Açıklama, "Ahrar el-Şarkiya, kuzeydoğu Suriye'de birçok sivil öldürmüş, sağlık çalışanlarına saldırmış, ayrıca kaçırmalar, işkenceler ve sivillerin özel mülklerinin zorla alınması gibi faaliyetlerde bulunmuştur," diye devam etti.
Bakan, yaptığı açıklamada, "Ahrar el-Şarkiya'nın, 2019 Ekim ayında Kürt siyasetçi Hevrin Halef ve korumalarının yasa dışı öldürülmesi gibi ciddi insan hakları ihlalleri geçmişi bulunmaktadır," dedi.
Ayrıca, Ahrar el-Şarkiya'nın "Halep dışında, 2018'den itibaren yüzlerce kişinin idam edilmesinin yaşandığı büyük bir hapishane kompleksi" bulundurduklarını ifade etti.
Hayes'in, bu hapishaneyi yönettiğini ve hapishanenin suç faaliyetlerini desteklediğini belirten Bakan, örgütün "Halep hapishanesini, İdlib ve Halep illerindeki tanınmış iş insanları ve muhalefet figürlerine yönelik geniş çaplı fidye kaçırma operasyonları düzenlemek için kullandığını" bildirdi.
ABD, 2021 yılında Hayes’e yaptırım uygulamış, kendisini ciddi insan hakları ihlalleri yapmakla suçlamıştı. Bu ihlaller arasında Ezidi kadın ve çocukların kaçırılması ve IŞİD ile bağlantılar yer alıyordu.
Suriye Demokratik Güçleri (SDG) sözcüsü Ferhat Şami, Hayes’in terfi etmesinin “kabul edilemez bir adım” olduğunu ve devlet kurumlarını lekeleyeceğini söyleyerek militanın yargılanmasını talep etti.
PYD öncülüğünde kurulan özerk yönetimin Kadın Koordinasyon Kurulu Başkanı Adalet Ömer, "Bir siyasi kurbanı öldüren ve cesedini tahrip eden birine nasıl resmi bir görev verilebilir?" dedi ve ekledi:
"Suriye yargısı, Suriye çatışmasının mağdurlarına adalet sağlamak için sorumluluklarını yerine getirmeli ve savaş suçları için sorumluları yargılamalı."
SDG, Mart ayında HTŞ ile bir anlaşma imzalayarak federal kurumlara entegrasyon sağlamak üzere bir anlaşma yapmıştı.

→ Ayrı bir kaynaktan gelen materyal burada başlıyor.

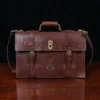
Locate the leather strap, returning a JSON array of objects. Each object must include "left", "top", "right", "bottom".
[
  {"left": 39, "top": 21, "right": 61, "bottom": 31},
  {"left": 41, "top": 21, "right": 58, "bottom": 26},
  {"left": 84, "top": 34, "right": 93, "bottom": 68}
]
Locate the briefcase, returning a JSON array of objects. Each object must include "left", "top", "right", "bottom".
[{"left": 7, "top": 21, "right": 93, "bottom": 78}]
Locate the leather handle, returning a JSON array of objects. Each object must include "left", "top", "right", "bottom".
[{"left": 39, "top": 21, "right": 61, "bottom": 31}]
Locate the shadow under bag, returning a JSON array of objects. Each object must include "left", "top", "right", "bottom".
[{"left": 7, "top": 21, "right": 93, "bottom": 78}]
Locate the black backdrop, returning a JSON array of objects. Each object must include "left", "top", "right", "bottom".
[{"left": 0, "top": 0, "right": 100, "bottom": 62}]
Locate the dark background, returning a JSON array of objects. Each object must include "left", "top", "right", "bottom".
[{"left": 0, "top": 0, "right": 100, "bottom": 62}]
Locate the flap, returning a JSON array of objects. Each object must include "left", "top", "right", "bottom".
[{"left": 15, "top": 30, "right": 86, "bottom": 51}]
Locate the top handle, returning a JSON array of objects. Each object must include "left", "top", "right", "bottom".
[{"left": 39, "top": 21, "right": 61, "bottom": 31}]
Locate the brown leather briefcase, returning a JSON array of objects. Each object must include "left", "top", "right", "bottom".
[{"left": 7, "top": 22, "right": 93, "bottom": 78}]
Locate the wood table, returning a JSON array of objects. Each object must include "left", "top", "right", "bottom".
[{"left": 0, "top": 62, "right": 100, "bottom": 100}]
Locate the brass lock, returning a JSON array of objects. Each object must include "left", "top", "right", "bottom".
[{"left": 48, "top": 40, "right": 53, "bottom": 50}]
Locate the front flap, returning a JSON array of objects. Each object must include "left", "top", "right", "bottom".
[{"left": 15, "top": 30, "right": 86, "bottom": 51}]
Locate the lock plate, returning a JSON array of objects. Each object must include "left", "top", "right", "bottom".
[{"left": 47, "top": 66, "right": 54, "bottom": 70}]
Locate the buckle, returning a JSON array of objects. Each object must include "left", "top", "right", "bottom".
[{"left": 66, "top": 50, "right": 72, "bottom": 56}]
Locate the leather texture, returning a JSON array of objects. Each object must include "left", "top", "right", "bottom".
[
  {"left": 7, "top": 21, "right": 93, "bottom": 78},
  {"left": 15, "top": 30, "right": 86, "bottom": 78}
]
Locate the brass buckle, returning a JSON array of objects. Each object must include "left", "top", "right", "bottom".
[
  {"left": 66, "top": 50, "right": 72, "bottom": 56},
  {"left": 30, "top": 51, "right": 35, "bottom": 56},
  {"left": 78, "top": 29, "right": 88, "bottom": 36}
]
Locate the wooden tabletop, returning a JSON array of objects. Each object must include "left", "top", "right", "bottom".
[{"left": 0, "top": 62, "right": 100, "bottom": 100}]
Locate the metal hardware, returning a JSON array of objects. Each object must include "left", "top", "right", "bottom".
[
  {"left": 30, "top": 51, "right": 35, "bottom": 56},
  {"left": 47, "top": 66, "right": 54, "bottom": 70},
  {"left": 48, "top": 40, "right": 53, "bottom": 50},
  {"left": 39, "top": 24, "right": 61, "bottom": 31},
  {"left": 11, "top": 30, "right": 23, "bottom": 33},
  {"left": 78, "top": 29, "right": 88, "bottom": 36},
  {"left": 66, "top": 50, "right": 72, "bottom": 56}
]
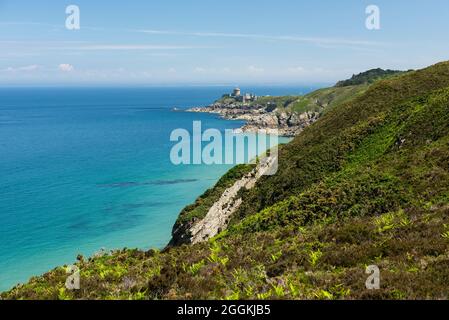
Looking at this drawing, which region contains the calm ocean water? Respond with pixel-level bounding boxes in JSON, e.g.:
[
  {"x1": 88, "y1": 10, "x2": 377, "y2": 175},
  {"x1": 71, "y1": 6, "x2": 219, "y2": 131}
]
[{"x1": 0, "y1": 87, "x2": 316, "y2": 291}]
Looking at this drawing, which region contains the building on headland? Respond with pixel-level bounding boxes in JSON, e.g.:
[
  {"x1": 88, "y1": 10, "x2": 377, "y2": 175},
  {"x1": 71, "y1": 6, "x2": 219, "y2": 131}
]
[{"x1": 223, "y1": 88, "x2": 257, "y2": 103}]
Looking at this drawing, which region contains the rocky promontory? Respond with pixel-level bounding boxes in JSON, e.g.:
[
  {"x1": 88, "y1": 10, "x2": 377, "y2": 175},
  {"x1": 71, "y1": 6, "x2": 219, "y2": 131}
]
[{"x1": 187, "y1": 101, "x2": 320, "y2": 137}]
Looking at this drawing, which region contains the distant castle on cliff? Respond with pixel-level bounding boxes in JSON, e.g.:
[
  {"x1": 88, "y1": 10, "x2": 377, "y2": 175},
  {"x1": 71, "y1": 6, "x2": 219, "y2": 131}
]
[{"x1": 223, "y1": 88, "x2": 257, "y2": 103}]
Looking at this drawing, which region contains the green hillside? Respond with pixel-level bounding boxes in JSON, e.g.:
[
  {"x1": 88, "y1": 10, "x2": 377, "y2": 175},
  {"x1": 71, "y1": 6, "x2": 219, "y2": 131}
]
[{"x1": 1, "y1": 62, "x2": 449, "y2": 299}]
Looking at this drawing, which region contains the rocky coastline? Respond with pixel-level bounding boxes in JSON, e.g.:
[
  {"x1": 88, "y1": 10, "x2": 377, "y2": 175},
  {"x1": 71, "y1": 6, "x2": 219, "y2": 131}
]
[{"x1": 186, "y1": 102, "x2": 320, "y2": 137}]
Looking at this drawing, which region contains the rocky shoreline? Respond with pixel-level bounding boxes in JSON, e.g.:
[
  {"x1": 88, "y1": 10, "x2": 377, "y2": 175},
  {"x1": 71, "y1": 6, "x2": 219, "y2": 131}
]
[
  {"x1": 186, "y1": 103, "x2": 320, "y2": 137},
  {"x1": 168, "y1": 155, "x2": 278, "y2": 247}
]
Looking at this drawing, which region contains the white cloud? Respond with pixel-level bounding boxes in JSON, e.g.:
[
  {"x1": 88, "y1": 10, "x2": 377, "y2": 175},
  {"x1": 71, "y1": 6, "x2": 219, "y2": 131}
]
[
  {"x1": 247, "y1": 66, "x2": 265, "y2": 74},
  {"x1": 287, "y1": 67, "x2": 306, "y2": 74},
  {"x1": 58, "y1": 63, "x2": 75, "y2": 72},
  {"x1": 135, "y1": 30, "x2": 383, "y2": 46},
  {"x1": 2, "y1": 64, "x2": 41, "y2": 72}
]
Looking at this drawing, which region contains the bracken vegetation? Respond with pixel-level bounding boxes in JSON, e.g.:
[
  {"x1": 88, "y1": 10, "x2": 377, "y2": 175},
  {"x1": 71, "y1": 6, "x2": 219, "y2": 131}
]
[{"x1": 1, "y1": 62, "x2": 449, "y2": 299}]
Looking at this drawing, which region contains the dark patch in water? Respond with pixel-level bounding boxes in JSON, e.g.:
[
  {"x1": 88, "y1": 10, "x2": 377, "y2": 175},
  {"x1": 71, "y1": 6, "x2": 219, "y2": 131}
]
[{"x1": 98, "y1": 179, "x2": 198, "y2": 188}]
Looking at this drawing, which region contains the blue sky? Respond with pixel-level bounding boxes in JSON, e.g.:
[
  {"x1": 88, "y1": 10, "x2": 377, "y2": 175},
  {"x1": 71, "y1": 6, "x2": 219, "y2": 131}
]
[{"x1": 0, "y1": 0, "x2": 449, "y2": 86}]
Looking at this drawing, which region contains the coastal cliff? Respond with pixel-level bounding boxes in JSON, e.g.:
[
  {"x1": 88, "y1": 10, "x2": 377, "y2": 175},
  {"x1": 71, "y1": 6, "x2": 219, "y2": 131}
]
[
  {"x1": 169, "y1": 156, "x2": 277, "y2": 246},
  {"x1": 188, "y1": 102, "x2": 320, "y2": 137},
  {"x1": 1, "y1": 62, "x2": 449, "y2": 300}
]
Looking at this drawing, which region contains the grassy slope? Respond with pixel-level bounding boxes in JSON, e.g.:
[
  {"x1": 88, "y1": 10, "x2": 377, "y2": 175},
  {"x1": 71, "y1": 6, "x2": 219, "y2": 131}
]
[{"x1": 2, "y1": 63, "x2": 449, "y2": 299}]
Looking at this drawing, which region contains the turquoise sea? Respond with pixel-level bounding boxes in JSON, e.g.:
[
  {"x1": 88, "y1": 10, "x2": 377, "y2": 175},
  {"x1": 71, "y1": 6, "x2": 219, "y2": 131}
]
[{"x1": 0, "y1": 87, "x2": 312, "y2": 291}]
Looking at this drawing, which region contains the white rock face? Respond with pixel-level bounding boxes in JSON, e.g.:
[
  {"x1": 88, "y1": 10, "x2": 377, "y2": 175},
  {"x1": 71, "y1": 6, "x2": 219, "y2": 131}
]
[{"x1": 190, "y1": 156, "x2": 277, "y2": 244}]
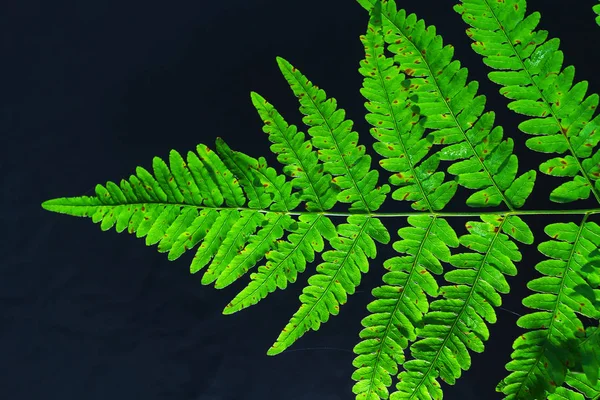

Aralık ayında Colani’nin ‘iktidara gelmesinin’ ardından, Batı Suriye'deki Alevi dini azınlığından kadınları köleleştirmek amacıyla kaçırmaların bir dalgası patlak verdi.
Bu hafta, Humus’ta, Suriye güvenlik güçlerinin de dahil olduğu, genç bir Alevi kadını, Mira Celal Tabat'ı kaçırma ve zorla evlendirme iddialarına ilişkin raporlar çıktı.
ABD ise, Suriye'de şimdi yeni bir adla yöneten HTŞ rejimine, Nusra Cephesi'ne ve IŞİD'e geçmişte verdiği desteğe rağmen atamayı eleştiriyor.
ABD, 2014'te kuzeybatı Irak'taki Musul şehrinin IŞİD'e teslim olmasına yardım etti.